Sale Price – Patreon story

This is a story of Tír na Cali written (loosely) to Wyste’s suggestion for more commoners in Cali. 

“They don’t put slaves  on sale.”

Ellen made a point of window-shopping the slave store every time she went to the mall. It reminded her what she was saving up for, what she was working overtime for.Her maternal grandmother had been a freed slave and the best cook in southern Tír na Cali; her grandfather had cleaned floors for a living until his seventies. Her mother had paid her own way through college working nights as a waitress and afternoons in a high-end brothel; she’d met Ellen’s father there — at the bar she waited tables at. Ellen was in the middle of the pack at a high-end software company and climbing her way up the ranks. And, Consort witness, she was going to own a slave before she was thirty and a house in the Heights by the time she was thirty-five.

Right now, she was balancing her protein shakes and the suit she’d need for that meeting next week, running the numbers in her discretionary fund through her mental calculator, and staring at the sign in the window.

And, it appeared, talking to herself. Nobody had noticed — well, nobody except, perhaps, the young man standing behind the sign, strategically positioned so that he was figleafed by the red letters declaring SALE: SLIGHTLY DAMAGED MERCHANDISE.
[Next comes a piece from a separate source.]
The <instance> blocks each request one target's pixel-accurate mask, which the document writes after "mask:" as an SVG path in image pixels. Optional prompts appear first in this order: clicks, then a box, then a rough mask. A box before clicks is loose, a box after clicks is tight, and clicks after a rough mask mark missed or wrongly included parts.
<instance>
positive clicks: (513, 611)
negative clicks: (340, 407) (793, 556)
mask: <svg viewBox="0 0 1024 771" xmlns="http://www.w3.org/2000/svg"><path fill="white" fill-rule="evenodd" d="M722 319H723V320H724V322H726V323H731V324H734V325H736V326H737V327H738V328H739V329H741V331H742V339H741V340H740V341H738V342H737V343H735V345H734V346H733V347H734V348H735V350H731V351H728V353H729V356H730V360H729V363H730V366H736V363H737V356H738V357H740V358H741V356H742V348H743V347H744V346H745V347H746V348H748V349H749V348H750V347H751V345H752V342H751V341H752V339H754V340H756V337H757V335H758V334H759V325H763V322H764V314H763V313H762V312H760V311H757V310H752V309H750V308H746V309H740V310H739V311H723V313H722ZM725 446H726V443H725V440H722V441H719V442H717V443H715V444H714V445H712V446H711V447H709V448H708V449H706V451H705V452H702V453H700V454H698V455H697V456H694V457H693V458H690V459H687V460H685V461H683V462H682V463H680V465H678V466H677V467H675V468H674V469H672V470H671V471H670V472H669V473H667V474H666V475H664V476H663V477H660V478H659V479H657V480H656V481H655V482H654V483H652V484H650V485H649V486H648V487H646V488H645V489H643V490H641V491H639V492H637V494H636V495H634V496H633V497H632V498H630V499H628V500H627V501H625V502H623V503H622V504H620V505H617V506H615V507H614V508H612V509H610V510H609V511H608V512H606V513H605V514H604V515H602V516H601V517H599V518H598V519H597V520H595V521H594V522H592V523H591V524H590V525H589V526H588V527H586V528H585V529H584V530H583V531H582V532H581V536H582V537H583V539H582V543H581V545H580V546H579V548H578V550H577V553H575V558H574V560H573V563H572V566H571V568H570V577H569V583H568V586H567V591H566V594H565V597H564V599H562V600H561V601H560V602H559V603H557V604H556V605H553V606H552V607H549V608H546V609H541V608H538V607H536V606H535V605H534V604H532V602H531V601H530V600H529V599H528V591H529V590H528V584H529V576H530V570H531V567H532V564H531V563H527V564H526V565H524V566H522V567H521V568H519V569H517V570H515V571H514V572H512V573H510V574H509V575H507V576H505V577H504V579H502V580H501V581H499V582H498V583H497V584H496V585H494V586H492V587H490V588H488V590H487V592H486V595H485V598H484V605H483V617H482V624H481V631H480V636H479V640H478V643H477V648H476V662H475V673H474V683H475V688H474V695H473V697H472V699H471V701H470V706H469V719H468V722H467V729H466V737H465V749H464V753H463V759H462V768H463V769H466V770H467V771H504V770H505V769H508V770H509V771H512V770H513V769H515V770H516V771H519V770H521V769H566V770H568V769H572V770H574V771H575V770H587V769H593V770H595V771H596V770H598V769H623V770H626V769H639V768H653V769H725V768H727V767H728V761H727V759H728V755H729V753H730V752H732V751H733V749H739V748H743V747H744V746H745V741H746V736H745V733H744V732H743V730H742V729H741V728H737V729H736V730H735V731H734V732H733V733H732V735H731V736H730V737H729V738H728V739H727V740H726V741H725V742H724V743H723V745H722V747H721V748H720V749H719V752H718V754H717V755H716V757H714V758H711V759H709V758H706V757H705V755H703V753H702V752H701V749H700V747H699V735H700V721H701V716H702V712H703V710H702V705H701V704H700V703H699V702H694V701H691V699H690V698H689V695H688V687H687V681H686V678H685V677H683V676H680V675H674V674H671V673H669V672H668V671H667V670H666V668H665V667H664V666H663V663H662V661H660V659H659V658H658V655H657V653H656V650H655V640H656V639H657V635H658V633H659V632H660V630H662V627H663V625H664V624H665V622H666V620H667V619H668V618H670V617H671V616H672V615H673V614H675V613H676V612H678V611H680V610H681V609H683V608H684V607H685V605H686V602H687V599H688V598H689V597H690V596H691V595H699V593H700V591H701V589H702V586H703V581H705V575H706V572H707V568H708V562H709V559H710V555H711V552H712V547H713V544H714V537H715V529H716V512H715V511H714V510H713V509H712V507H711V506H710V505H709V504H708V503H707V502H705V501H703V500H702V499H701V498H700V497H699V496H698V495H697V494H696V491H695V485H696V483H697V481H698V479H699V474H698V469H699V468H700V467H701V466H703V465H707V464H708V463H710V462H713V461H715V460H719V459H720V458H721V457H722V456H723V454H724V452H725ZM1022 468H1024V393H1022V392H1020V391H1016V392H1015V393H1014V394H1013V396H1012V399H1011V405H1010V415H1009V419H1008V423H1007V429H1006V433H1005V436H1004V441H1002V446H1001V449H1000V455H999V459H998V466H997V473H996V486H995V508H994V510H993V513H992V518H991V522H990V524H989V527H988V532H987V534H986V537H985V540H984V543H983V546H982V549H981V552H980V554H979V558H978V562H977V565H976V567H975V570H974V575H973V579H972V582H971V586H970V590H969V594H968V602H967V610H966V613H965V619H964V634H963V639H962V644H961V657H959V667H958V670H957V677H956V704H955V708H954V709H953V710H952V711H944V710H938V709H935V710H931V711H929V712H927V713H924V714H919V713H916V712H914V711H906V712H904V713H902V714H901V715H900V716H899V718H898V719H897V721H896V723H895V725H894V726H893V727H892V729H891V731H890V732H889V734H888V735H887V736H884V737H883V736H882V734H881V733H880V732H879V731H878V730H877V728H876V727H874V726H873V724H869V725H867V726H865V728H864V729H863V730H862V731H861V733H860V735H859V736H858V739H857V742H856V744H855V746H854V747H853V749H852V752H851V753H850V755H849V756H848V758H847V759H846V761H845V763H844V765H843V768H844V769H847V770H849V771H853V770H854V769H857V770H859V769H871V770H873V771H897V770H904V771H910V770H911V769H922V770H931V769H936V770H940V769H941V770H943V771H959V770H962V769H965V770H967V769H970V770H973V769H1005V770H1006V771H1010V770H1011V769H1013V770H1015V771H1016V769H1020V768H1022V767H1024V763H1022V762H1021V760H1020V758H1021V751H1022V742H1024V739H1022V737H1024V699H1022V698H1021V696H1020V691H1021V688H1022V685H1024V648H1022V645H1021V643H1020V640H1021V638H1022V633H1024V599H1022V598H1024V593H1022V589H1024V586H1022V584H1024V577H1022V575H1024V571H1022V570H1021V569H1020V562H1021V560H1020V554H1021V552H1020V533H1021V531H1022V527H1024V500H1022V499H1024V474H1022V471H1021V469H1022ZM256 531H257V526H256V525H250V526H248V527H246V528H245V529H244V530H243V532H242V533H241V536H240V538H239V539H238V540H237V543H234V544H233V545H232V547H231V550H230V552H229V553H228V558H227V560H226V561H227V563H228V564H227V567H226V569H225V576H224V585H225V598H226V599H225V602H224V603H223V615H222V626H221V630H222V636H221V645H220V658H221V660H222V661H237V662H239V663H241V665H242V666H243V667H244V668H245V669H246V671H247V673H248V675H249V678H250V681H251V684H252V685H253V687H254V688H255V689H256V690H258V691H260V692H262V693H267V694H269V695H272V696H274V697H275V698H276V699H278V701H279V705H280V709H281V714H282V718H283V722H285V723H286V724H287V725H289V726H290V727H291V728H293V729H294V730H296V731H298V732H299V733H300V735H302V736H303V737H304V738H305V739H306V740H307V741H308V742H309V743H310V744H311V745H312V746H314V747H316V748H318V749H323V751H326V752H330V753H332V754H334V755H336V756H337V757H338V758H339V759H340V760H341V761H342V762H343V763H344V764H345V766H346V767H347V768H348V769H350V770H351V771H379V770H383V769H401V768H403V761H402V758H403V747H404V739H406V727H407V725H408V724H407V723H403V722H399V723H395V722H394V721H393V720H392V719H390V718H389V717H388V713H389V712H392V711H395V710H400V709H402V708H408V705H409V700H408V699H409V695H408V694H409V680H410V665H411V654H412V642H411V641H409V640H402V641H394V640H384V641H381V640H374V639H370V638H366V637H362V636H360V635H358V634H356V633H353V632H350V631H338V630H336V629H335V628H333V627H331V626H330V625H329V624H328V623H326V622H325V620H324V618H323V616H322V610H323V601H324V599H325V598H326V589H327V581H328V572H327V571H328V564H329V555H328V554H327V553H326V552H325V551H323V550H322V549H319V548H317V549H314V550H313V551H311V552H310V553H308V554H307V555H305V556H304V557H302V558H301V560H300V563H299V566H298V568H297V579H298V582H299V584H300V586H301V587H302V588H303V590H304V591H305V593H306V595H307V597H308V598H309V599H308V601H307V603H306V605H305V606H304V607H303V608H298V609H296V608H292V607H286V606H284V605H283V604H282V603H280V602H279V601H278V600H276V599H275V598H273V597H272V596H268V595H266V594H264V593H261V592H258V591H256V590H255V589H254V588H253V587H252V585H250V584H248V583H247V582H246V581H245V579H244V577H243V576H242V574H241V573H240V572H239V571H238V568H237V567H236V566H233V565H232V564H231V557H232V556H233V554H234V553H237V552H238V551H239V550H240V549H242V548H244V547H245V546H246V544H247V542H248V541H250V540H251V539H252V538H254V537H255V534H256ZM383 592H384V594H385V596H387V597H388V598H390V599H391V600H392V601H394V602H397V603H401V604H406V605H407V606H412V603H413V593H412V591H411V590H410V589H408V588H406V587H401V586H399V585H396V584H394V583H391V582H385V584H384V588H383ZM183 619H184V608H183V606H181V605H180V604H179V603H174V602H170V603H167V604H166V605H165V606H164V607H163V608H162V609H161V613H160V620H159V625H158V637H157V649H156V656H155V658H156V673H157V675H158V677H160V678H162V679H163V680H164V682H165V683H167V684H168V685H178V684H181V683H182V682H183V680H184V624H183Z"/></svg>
He didn’t look damaged. He had muscular calves and thighs, a flat stomach, a toned chest…

“Oh.” Ellen swallowed. The scar could be healed. That it hadn’t been spoke volumes about someone : it was a livid, nasty mark that had not healed, running under his collar, above his collar, and down over one collarbone. It looked like someone had tried to cut his head off with imprecise aim.

The scar — no, call it a wound, that was what it was — the wound was awful, but that hadn’t been what made Ellen swallow. The look in his eyes challenging, angry, hopeless — that had gotten her attention.

The sign, the sale, had to be humiliating. On the other hand… she ran the numbers in her head again. If they discounted him enough, she could take him home without totally blowing her budget.

She looked up at him again, ignoring the washboard abs and the damage done to his body. He would take careful handling. She’d have to watch her words, and, more importantly, her body language. And he would very likely act out.

She hadn’t gotten where she was at twenty-seven by turning down challenges. She nodded crisply to the man in the window and walked into the slave shop to make a deal.